The cops are the latest in the line-up of 21 prosecution witnesses to testify since Monday to establish how the men met their demise in a crime which captured international attention. So far, 11 crown witnesses have taken the stand. The defence is expected to call two witnesses.
Nichols, 53, and Hentzel, 49, his colleague missionary for the Pennsylvania-based Teams for Medical Missions had on Saturday, April 30 left their Tower Isle, St Mary, homes on motorcycles intending to visit a site where they would be doing some charity work the next week. They never made it and Hentzel’s battered body was found that Saturday evening by the police in bushes near his motorcycle, while Nichols’ body was found the next day several miles away, bound and beaten. The cause of death for both men was later said to be gunshot wounds and multiple chop wounds to the back of their heads.
On Wednesday morning a forensic crime scene investigator, who was the first to take the stand, said he left from a crime scene he was processing to St Ann in respond to a call about a body discovered in Wentworth District in Port Maria, St Mary, on Sunday, May 1, 2016. He said after journeying along a path in the Albion mountains in the company of other cops he came upon a large crowd of people near a stream where he then saw the body of Nichols lying on its back. He said the Caucasian man had “a large volume of dried blood between his eyes and several chop wounds on the back of his head and blood and bruises to his face”. He said two of the six pockets of the dead missionary, who still wore his wedding band, were turned inside out.

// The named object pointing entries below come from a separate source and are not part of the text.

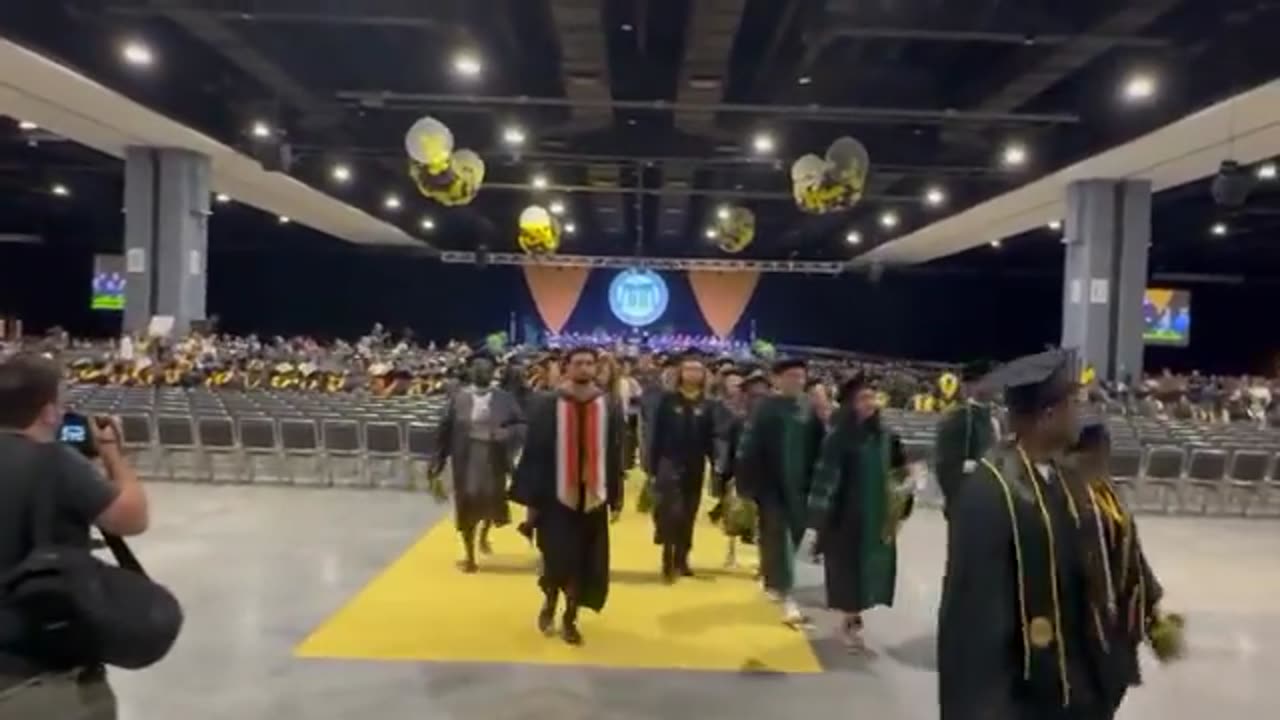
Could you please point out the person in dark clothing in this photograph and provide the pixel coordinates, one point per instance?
(1025, 601)
(681, 442)
(31, 461)
(858, 501)
(570, 478)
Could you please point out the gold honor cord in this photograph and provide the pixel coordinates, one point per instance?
(1018, 557)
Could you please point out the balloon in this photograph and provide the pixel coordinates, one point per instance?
(430, 142)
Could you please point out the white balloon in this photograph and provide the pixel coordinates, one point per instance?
(428, 127)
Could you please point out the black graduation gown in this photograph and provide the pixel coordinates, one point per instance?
(574, 543)
(981, 670)
(681, 441)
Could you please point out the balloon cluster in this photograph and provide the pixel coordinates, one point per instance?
(451, 177)
(831, 183)
(734, 228)
(539, 231)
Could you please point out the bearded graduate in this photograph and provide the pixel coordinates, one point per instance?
(858, 501)
(570, 477)
(680, 445)
(481, 433)
(776, 458)
(1031, 598)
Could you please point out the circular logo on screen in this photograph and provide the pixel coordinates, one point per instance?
(638, 297)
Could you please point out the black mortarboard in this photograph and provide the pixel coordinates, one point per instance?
(789, 364)
(1034, 382)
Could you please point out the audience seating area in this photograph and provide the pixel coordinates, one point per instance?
(269, 437)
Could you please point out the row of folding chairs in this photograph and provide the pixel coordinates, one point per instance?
(263, 450)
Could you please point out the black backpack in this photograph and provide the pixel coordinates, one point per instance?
(77, 610)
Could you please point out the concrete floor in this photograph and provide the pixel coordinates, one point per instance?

A detective corporal, also a forensic crime scene investigator, who took the stand next told the court that he collected, labelled, sealed, and marked blood samples, fingernail clippings, and a copper bullet handed over by the forensic pathologist during the post-mortem which he transported to the government forensic laboratory. He said items of clothing were also marked and sealed and handed over for testing.
A retired deputy superintendent of police, who had given some 37 years of service to the constabulary, told the court that the day before (Saturday, April 30) he had been summoned to Wentworth District where, in the company of several high-ranking members of the constabulary, he saw the body of Hentzel in a clearing lying face down with his helmet on in a pool of blood. He said he had been instrumental in the arrangement of the search party which found Nichols on Sunday, May 1. He said that search party, which included some 20 cops and just over 30 community members, about 3:30 pm, located Nichols.

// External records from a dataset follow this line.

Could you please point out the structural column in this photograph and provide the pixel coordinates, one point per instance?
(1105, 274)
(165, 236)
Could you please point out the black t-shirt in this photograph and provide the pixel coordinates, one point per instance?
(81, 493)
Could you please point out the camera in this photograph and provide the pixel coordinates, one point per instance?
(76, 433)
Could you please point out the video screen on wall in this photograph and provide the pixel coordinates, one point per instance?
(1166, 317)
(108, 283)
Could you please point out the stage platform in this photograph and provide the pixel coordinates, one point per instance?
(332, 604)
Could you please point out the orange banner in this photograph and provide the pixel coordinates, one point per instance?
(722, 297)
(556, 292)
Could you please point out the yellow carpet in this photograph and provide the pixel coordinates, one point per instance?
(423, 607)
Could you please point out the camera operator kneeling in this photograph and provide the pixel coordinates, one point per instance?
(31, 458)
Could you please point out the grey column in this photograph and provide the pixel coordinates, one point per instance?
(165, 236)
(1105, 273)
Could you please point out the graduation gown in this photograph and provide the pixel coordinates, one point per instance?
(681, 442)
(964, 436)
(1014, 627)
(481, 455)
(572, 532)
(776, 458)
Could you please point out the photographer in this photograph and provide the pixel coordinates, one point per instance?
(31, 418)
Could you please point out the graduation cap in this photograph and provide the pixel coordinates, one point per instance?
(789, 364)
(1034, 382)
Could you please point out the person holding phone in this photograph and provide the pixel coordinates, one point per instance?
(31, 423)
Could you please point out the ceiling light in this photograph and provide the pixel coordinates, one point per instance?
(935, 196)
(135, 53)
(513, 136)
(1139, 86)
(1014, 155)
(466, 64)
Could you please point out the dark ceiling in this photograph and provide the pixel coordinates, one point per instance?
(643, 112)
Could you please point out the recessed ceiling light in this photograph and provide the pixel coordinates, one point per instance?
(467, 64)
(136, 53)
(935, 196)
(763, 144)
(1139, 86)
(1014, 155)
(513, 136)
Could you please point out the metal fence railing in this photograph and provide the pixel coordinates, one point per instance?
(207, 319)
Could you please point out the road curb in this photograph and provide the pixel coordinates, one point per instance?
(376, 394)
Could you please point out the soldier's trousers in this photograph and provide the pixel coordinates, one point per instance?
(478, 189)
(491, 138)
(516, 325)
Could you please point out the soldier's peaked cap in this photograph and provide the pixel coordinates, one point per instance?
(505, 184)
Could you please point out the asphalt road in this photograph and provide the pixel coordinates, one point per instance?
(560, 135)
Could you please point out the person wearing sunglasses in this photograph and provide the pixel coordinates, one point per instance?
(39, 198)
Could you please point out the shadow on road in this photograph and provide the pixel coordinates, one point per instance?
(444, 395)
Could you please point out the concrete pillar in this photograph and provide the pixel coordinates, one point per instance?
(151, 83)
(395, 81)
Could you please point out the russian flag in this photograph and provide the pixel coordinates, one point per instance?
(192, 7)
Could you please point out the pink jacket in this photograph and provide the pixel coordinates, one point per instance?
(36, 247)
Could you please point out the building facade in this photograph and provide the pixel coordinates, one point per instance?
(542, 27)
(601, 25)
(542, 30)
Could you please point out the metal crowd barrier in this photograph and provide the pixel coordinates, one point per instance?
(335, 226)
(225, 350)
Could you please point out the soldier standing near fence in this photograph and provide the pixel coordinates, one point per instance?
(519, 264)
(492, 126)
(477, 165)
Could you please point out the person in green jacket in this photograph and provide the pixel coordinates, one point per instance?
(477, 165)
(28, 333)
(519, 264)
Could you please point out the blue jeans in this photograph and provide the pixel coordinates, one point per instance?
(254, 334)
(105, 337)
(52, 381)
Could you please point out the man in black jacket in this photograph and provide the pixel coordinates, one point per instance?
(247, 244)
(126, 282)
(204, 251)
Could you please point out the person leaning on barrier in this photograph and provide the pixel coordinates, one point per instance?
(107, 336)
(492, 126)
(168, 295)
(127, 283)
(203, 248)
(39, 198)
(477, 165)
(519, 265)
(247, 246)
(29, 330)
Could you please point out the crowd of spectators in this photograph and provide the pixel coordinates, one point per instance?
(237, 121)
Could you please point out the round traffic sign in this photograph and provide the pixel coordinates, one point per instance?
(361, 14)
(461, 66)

“I heard loud noises coming from a gully area in the bushes. I proceeded in the direction of the noises and upon arriving at a section of the gully… I saw number of individuals, including police personnel who were among the search party. I looked into a section of the gully and saw the lifeless body of a white male floating in a pool of water. The body had what appeared to be chop wounds at the back of the head. The body was identified as that of Harold Nichols,” he told the court.
The retired senior cop said he, in June of that year at the Richmond Police Station in St Mary, spoke to the accused Andre Thomas regarding statements he had given to the police.

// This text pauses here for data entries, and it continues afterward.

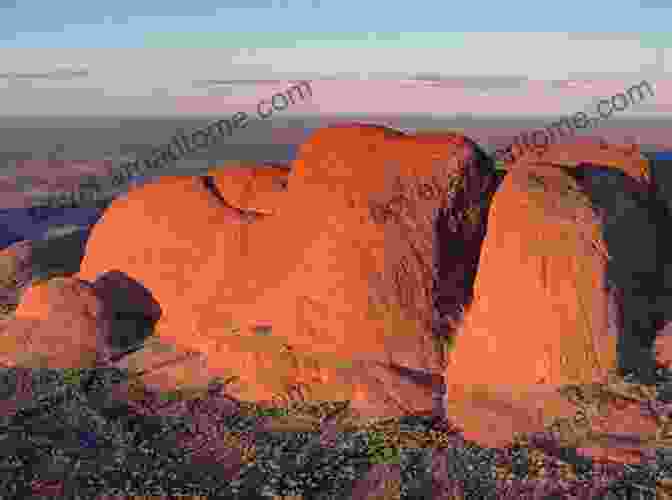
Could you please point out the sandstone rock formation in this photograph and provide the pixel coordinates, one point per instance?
(341, 273)
(58, 324)
(624, 157)
(544, 240)
(16, 270)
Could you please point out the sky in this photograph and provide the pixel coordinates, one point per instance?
(437, 57)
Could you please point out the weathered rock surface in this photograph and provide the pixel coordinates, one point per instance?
(342, 271)
(60, 323)
(627, 158)
(544, 238)
(16, 270)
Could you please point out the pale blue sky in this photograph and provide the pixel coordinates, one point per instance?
(271, 23)
(136, 57)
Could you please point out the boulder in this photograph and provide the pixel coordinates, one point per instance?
(339, 269)
(60, 323)
(16, 270)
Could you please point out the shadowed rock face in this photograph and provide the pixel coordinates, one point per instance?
(341, 267)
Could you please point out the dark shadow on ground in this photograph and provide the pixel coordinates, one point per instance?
(133, 310)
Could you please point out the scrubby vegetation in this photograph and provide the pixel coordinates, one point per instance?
(67, 429)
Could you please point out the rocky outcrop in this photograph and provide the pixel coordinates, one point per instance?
(626, 158)
(544, 238)
(342, 272)
(16, 271)
(58, 324)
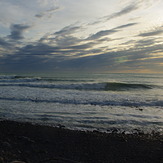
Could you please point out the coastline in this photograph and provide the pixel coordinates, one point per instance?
(35, 144)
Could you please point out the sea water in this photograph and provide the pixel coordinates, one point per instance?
(105, 102)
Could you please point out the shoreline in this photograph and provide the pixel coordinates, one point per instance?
(33, 143)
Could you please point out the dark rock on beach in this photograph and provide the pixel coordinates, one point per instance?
(27, 143)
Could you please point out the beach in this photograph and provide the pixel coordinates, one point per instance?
(33, 143)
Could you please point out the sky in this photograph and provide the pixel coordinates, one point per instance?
(115, 36)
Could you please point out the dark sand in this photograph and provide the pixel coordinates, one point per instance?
(42, 144)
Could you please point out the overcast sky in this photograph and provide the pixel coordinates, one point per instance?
(81, 35)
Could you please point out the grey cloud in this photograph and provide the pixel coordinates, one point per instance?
(152, 33)
(100, 34)
(126, 25)
(47, 12)
(4, 43)
(124, 11)
(68, 30)
(17, 31)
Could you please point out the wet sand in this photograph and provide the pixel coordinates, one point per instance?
(43, 144)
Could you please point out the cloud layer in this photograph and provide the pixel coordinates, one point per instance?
(117, 42)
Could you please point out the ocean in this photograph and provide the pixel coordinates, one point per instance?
(122, 103)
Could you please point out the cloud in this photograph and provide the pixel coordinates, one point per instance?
(124, 11)
(102, 33)
(48, 12)
(17, 31)
(154, 32)
(126, 25)
(4, 43)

He was, however, prevented from disclosing the contents of that discussion based on objections raised by counsel for Thomas, Leroy Equiano.
Wednesday the lithe-bodied Thomas, clad in full black, listened intently to the accounts given by the cops, alternating between reclining in his bench in the docks, one foot propped on the supporting wooden rail or sitting upward, fingers splayed over his mouth and plucking at his facial hair.
Dwight Henry, his co-accused, who had pleaded guilty for his role in the murders, is serving a life sentence with eligibility for parole after 28 years.
The matter resumes this morning at 10 when the forensic pathologist is expected to give evidence.